The ability of the DL model to differentiate eyes with glaucomatous VF loss from healthy eyes was excellent in both the training set (AUC = 0.986, 95% CI [0.980, 0.993]; Sensitivity 0.944 [0.925, 0.963], Specificity 0.975 [0.961, 0.988]) and the test set (AUC 0.953, 95% CI [0.919, 1.000]; Sensitivity 0.927 [0.879, 0.968]; Specificity 0.947 [0.895, 0.987]).
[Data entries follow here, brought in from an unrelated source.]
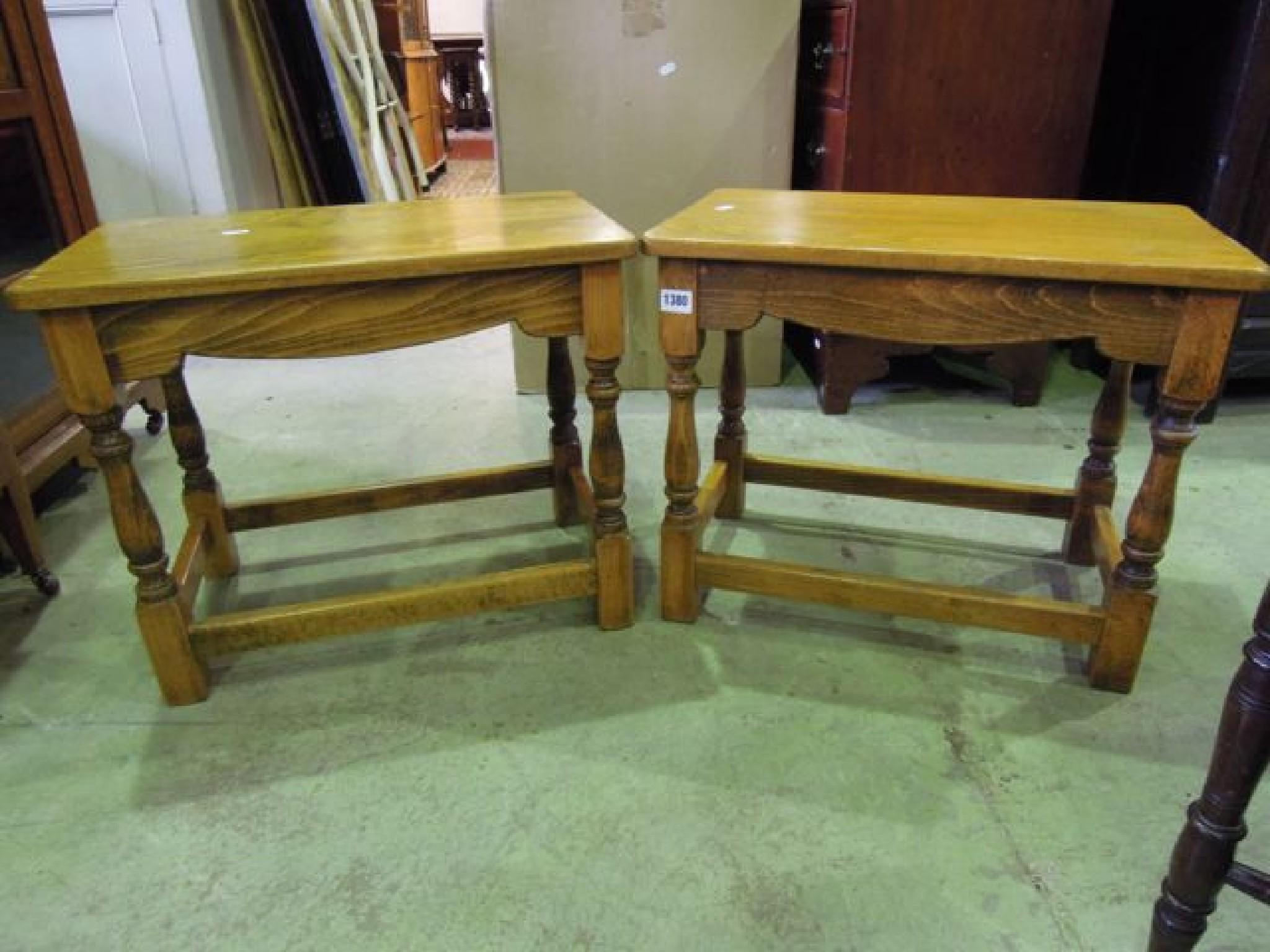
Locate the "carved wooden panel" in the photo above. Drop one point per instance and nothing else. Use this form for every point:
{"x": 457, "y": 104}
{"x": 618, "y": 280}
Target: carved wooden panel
{"x": 1128, "y": 323}
{"x": 144, "y": 340}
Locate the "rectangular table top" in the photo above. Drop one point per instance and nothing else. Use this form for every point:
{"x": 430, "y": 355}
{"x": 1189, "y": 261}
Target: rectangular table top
{"x": 288, "y": 248}
{"x": 1089, "y": 242}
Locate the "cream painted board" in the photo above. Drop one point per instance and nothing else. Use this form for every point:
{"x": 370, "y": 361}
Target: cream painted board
{"x": 643, "y": 107}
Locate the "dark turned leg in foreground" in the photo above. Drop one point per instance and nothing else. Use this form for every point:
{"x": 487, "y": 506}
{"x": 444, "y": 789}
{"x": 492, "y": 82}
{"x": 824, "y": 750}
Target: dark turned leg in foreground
{"x": 1204, "y": 856}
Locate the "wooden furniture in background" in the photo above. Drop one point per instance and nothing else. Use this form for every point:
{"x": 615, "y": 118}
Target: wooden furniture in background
{"x": 133, "y": 300}
{"x": 977, "y": 271}
{"x": 1184, "y": 116}
{"x": 1203, "y": 858}
{"x": 18, "y": 521}
{"x": 415, "y": 68}
{"x": 45, "y": 203}
{"x": 463, "y": 82}
{"x": 911, "y": 97}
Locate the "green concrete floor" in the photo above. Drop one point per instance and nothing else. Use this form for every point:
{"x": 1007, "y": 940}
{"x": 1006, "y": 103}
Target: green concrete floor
{"x": 776, "y": 777}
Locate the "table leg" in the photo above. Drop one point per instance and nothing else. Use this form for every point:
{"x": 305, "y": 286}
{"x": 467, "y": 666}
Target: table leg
{"x": 164, "y": 624}
{"x": 1095, "y": 483}
{"x": 1214, "y": 823}
{"x": 730, "y": 437}
{"x": 680, "y": 597}
{"x": 566, "y": 448}
{"x": 1129, "y": 599}
{"x": 202, "y": 493}
{"x": 18, "y": 522}
{"x": 614, "y": 566}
Also, its ability to discriminate moderate-to-severe glaucoma was good (Training set: AUC 0.878, 95% CI [0.842, 0.913]; Sensitivity 0.711 [0.639, 0.777]; Specificity 0.929 [0.900, 0.954], Test set: AUC 0.860, 95% CI [0.771, 0.965]; Sensitivity 0.722 [0.590, 0.803]; Specificity 0.821 [0.714, 0.916]). In the subgroup analysis of the glaucoma group for discrimination of early versus moderate-to-severe glaucoma (excluding normal controls), the AUC was 0.847 [95% CI 0.813–0.881] in the training dataset, and 0.812 [95% CI 0.716–0.999] in the testing dataset. Figure 3 plots ROC curves showing the discriminating ability for glaucomatous VF loss from normal control (black curve), and early glaucoma from moderate-to-severe glaucoma (red curve) in the testing set. The ODPs with class activation maps of representative cases are provided in Fig. 4. Warmer colors (red > yellow > blue) represent a higher importance of the pixel to the classification task. The activated area was overlapped with clinically important areas including the neuroretinal rim and adjacent RNFL.

Figure 3
figure 3

Receiver operating characteristic curve showing performance for detection of glaucomatous visual field defect (VFD) and discrimination of glaucoma stage according to mean deviation (MD; cutoff value: − 6 dB) in testing set. The areas under curve (AUCs) of the DL model were 0.953 (95% CI [0.919, 1.000]) for glaucomatous VFD detection and 0.812 (95% CI [0.716–0.999]) for glaucoma stage determination.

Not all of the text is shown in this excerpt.